Quelle est la spécificité de la dernière banque de sperme ouverte au Japon ?

Kyoto, le samedi 14 septembre 2013 – Si certains scientifiques poursuivent le rêve de faire revivre sur terre des espèces éteintes depuis plusieurs siècles (que l’on songe aux nombreuses annonces concernant le retour du mammouth !), d’autres nourrissent l’ambition plus mesurée de faire demeurer sur terre des animaux menacés d’extinction ou tout juste disparu. La tâche n’est pas aisée, mais les progrès scientifiques, liés notamment à la conservation des gamètes et à l’assistance à la procréation ont ouvert un champ d’action prometteur aux chercheurs. C’est ainsi que plusieurs naissances ont déjà été obtenus chez des espèces « menacées » grâce au recueil du sperme et/ou des ovules des dits animaux et à la mise en œuvre de techniques telles que l’insémination artificielle. L’exemple le plus commenté est sans doute celui du panda dont il paraissait plus qu’urgent de pallier l’absence de libido et la faible fécondité afin de faire perdurer l’espèce.

Jeter un froid sur les menaces en tous genres !

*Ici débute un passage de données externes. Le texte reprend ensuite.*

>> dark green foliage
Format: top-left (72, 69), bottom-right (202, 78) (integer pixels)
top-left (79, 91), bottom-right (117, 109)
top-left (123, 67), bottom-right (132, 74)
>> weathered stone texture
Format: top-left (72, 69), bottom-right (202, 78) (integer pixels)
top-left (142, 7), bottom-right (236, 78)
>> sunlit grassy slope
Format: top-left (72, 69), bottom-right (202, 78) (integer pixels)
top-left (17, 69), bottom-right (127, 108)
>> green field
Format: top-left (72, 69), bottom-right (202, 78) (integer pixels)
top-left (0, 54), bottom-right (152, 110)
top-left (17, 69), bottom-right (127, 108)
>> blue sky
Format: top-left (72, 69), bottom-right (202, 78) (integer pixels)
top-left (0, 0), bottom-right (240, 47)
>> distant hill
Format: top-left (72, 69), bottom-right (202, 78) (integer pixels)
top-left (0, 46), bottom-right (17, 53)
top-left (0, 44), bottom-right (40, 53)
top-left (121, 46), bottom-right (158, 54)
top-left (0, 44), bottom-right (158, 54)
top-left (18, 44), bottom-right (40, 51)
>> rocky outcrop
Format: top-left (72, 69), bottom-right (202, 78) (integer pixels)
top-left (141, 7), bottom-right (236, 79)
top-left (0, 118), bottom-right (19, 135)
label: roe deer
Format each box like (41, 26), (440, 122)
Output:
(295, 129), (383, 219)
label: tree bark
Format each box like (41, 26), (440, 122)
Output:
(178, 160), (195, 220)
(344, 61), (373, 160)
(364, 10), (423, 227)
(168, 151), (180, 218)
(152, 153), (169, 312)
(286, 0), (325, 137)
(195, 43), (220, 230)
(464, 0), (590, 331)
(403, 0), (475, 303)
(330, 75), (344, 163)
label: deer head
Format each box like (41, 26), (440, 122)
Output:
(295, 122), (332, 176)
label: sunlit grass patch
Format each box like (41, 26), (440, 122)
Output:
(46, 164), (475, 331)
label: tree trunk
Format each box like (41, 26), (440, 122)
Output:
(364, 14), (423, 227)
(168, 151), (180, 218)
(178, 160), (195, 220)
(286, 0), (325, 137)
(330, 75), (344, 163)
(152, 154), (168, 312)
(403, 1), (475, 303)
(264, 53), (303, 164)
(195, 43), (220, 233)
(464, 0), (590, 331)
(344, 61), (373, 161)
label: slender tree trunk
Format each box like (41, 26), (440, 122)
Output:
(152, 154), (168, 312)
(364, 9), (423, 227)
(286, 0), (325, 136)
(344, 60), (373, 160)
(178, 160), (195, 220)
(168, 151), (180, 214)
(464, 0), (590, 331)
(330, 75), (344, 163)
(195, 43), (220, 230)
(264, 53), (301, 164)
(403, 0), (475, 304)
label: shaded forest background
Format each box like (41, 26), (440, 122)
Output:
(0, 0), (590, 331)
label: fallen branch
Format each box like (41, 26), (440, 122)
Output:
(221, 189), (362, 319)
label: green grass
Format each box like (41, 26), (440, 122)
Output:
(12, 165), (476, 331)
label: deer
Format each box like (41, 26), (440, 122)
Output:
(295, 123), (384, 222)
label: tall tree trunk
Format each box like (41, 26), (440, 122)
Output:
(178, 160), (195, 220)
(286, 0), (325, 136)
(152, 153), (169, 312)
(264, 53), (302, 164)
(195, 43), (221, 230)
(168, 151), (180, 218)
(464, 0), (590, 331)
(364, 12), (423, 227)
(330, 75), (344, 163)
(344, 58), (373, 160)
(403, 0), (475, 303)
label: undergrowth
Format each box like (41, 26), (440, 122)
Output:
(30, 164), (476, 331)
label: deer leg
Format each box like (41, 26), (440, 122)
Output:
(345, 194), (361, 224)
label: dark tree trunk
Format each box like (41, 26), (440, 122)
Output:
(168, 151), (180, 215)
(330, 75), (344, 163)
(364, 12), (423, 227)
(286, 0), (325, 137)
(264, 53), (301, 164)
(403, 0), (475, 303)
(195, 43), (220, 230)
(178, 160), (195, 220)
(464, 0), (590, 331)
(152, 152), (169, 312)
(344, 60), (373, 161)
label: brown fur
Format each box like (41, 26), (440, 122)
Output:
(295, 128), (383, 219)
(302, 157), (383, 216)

Dans cette quête, un pas supplémentaire vient d’être franchi par l’équipe du professeur Takehito Kaneko, au sein de l’Institut d’expérience sur les animaux de l’Université de Kyoto au Japon. La banque du sperme qu’elle vient « d’inaugurer » ne se contente pas seulement de recueillir les gamètes d’espèces en voie de disparition, elle repose sur une méthode de conservation qui diffère des techniques traditionnelles : la lyophilisation. Ce système offre la possibilité d’une conservation à quatre degrés Celsius, soit une température plus facile à maintenir sur le long terme. Pour l’heure, le sperme d’un type de girafe et de deux primates ont fait l’objet de lyophilisation. Grâce à ces échantillons, il pourrait être possible non seulement d’obtenir de nouveaux spécimens, mais aussi de faciliter le travail des chercheurs. « Les scientifiques peuvent avoir accès à des informations génétiques plus facilement, ce qui signifie que nous pourrions aider à conserver des espèces menacées » explique Takehito Kaneko.

Dans l’avenir, le spécialiste espère pouvoir lyophiliser des ovules. Reste à savoir si ce matériel pourra être parfaitement réutilisé, l’heure venue.